Package agents as scalable microservices; instruments with observability tooling (tracing, latency, token cost).
Collaborate with platform engineers to deploy workloads on cloud-native infrastructure (AWS / Google Cloud Platform / Azure).
Maintain evaluation harnesses that measure agent accuracy, hallucination rate, and graph coverage over time.

Requirements

7-10 years of professional software engineering with strong Python (or Java / Kotlin) proficiency.
2+ Yrs, Hands-on production experience with at least one major graph database - Neo4j, Amazon Neptune, TigerGraph, or comparable.
Demonstrated knowledge of graph query languages like Cypher, SPARQL, or Gremlin - at production query complexity.
Direct experience building LLM-powered agents or pipelines using frameworks such as LangChain, LangGraph, LlamaIndex, CrewAI, AutoGen, or Semantic Kernel.
Solid understanding of RAG architectures: chunking strategies, vector stores (Pinecone, Weaviate, pgvector), hybrid retrieval, and re-ranking.
Familiarity with prompt engineering, few-shot learning, and LLM evaluation techniques.
Experience integrating external data sources via APIs, web scraping (Playwright / Scrapy), or streaming pipelines (Kafka / Kinesis).

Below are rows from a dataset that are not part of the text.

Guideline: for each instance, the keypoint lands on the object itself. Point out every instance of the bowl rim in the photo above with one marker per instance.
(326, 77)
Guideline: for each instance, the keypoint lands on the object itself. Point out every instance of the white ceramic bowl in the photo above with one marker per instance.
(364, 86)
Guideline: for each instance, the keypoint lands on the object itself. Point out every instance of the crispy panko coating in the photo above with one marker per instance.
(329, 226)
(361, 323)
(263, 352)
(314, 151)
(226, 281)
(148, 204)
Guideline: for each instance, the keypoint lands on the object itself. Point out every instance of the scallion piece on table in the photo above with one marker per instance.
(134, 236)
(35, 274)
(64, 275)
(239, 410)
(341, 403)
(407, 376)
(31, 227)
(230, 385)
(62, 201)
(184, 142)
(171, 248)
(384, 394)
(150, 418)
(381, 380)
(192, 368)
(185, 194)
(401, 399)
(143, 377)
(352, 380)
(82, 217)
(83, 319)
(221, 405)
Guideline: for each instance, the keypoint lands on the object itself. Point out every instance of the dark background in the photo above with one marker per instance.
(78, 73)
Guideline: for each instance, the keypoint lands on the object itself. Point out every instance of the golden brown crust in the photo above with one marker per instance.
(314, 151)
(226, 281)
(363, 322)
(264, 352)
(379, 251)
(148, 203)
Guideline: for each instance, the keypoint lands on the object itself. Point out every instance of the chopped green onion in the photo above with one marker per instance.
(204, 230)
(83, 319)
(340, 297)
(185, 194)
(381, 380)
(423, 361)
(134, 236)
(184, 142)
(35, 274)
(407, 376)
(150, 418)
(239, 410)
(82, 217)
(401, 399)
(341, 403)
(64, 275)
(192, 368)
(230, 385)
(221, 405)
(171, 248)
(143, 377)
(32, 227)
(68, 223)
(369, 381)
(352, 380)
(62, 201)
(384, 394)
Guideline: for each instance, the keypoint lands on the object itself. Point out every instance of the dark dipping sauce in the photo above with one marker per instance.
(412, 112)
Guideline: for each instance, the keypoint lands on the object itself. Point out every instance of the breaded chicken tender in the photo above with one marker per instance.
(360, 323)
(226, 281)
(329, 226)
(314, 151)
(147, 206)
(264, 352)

Working knowledge of containerisation (Docker, Kubernetes) and CI/CD pipelines.
Familiarity with graph export formats - at least one GraphML, RDF/OWL, or JSON-LD
Experience integrating GNN-derived features into vector stores or RAG pipelines, * Advanced degree (MS / PhD) in Computer Science, Information Science, Computational Linguistics, or a related field.
Experience in intelligence, defence, or trade-craft environments - working with OSINT, link analysis, entity disambiguation, or signals intelligence data.
Understanding of access-control models for sensitive graph data (need-to-know, compartmentalisation, provenance labelling).
Familiarity with knowledge representation standards like OWL, SHACL, RDF-star, JSON-LD, W3C PROV.
Experience with fine-tuning or instruction-tuning open-source LLMs (Llama, Mistral, Falcon) for domain-specific tasks.
Background in network-analysis algorithms: centrality, community detection, path-finding, anomaly detection on graphs.
Contributions to open-source graph or GenAI projects; published research or technical blog presence.
Active or adjudicatable security clearance (Secret or above) - strongly preferred for trade-craft assignments.